Image credit: NASA/JPL-Caltech
Astrobiologists searching for life elsewhere in the universe use the current understanding of life to target their search. Small, rocky, Earth-like worlds are considered more likely to be hospitable to life as we know it. But scientists have only recently been able to detect these smaller planets thanks to newer tools like the Kepler space telescope.
Studying the atmospheres of these rocky worlds would help to better determine if they could support life. Because oxygen is so important to life on Earth, detecting oxygen on an alien planet would be an exciting indicator that life could potentially exist there. Unfortunately, current telescopes are not sensitive enough to analyze the atmospheres of these small rocky planets. But massive telescopes currently being constructed will be able to see such atmospheres, and perhaps detect oxygen on an alien world.
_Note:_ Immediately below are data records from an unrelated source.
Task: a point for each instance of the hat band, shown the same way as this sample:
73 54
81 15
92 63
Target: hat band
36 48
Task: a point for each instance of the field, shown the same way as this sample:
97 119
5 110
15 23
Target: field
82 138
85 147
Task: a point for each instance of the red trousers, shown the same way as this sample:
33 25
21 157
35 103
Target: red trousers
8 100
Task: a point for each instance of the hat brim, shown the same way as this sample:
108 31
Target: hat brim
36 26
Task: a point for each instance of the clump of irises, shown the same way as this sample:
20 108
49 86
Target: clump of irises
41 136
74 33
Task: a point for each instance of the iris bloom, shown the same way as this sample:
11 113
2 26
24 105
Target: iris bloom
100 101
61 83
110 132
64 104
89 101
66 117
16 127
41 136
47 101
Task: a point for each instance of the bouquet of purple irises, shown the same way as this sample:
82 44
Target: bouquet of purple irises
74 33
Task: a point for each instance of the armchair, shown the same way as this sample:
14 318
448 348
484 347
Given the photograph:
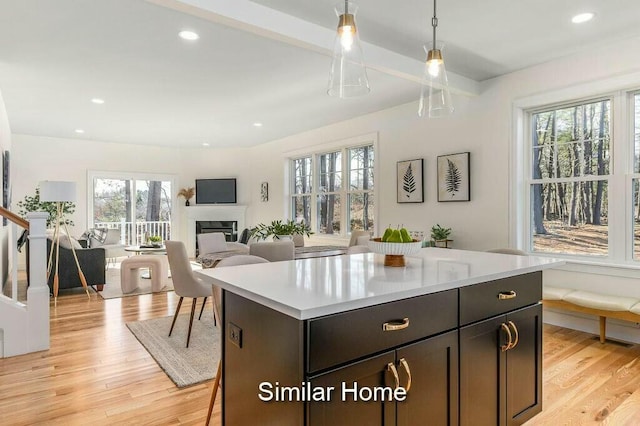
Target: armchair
213 246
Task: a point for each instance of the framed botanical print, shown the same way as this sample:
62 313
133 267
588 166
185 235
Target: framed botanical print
454 182
410 181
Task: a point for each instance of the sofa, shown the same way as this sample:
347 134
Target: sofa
92 262
107 239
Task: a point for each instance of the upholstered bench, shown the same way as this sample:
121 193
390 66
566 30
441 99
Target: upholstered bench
130 271
603 305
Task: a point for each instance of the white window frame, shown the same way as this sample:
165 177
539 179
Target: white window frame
134 176
314 152
621 90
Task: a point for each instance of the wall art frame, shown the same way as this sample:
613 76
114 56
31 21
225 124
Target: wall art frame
454 177
410 183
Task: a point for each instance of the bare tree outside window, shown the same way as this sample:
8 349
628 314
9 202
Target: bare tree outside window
343 195
569 179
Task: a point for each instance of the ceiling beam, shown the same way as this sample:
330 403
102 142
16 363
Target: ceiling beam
265 22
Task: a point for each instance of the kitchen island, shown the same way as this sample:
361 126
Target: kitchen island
445 340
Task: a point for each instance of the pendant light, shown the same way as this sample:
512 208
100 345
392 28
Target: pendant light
435 86
348 75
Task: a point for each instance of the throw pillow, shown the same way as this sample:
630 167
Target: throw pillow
68 242
98 234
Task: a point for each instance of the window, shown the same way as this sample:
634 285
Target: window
138 205
636 177
570 173
579 167
302 189
340 184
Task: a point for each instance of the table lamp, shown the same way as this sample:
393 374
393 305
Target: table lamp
60 192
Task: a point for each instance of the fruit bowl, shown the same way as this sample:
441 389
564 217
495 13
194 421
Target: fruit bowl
394 252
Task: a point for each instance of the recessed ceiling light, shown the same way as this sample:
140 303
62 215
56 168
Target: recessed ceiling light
582 17
188 35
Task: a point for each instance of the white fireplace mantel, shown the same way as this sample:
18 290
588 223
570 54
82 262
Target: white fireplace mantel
196 213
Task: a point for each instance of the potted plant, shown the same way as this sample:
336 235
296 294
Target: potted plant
155 240
187 193
33 204
280 230
440 236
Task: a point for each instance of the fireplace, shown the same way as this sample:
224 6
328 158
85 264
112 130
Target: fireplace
229 220
228 227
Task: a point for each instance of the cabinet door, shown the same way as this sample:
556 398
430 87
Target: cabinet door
524 366
433 397
482 373
370 373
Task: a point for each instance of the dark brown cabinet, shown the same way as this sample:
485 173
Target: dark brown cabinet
431 368
449 344
501 384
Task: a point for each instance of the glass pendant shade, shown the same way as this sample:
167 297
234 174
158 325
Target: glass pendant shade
435 98
348 75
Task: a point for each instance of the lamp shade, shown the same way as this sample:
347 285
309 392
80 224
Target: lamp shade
435 98
348 75
57 191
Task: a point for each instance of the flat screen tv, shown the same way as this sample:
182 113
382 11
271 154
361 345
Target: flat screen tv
216 191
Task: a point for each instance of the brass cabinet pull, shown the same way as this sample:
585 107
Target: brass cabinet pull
395 325
507 330
504 295
405 364
516 338
391 367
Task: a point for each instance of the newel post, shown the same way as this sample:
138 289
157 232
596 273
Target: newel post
38 292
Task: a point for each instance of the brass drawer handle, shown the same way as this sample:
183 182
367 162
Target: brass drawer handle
395 325
391 367
405 364
507 330
516 337
504 295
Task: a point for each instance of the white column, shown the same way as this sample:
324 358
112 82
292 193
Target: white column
38 292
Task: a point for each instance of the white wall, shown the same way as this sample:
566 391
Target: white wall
5 145
41 158
481 125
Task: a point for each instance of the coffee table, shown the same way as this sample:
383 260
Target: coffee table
146 250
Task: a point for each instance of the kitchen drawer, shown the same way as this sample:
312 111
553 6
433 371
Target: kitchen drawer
340 338
483 300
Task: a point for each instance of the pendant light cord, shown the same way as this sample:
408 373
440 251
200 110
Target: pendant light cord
434 23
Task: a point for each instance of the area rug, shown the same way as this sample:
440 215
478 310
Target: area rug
112 288
184 366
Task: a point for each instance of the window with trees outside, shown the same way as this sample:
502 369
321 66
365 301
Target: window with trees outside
570 178
139 206
332 188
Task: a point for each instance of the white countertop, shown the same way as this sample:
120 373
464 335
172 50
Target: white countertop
310 288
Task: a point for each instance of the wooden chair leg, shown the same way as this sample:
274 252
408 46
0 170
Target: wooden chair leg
202 309
193 311
175 316
214 392
603 329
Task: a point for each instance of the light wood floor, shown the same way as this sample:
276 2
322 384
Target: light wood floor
97 373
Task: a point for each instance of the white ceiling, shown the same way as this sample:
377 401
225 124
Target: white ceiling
258 61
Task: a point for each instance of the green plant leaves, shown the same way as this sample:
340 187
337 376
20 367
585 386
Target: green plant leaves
33 204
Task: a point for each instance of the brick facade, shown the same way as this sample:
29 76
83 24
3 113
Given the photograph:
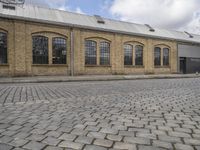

According to NewScientist.com, the European Extremely Large Telescope (E-ELT) will be one of these giant telescopes. The European Southern Observatory explains that the E-ELT will be “the largest optical/near-infrared telescope in the world and will gather 13 times more light than the largest optical telescopes existing today.”
But as NewScientist.com explains, detecting oxygen on one of these planets is still going to be a long shot because “an exoplanet has to pass in front of its star many times to gather enough data to say for sure whether oxygen is present. Depending on the planet’s orbit and the size of its star, that could take between 4 and 400 years.”
The E-ELT is projected to begin operating in the next decade.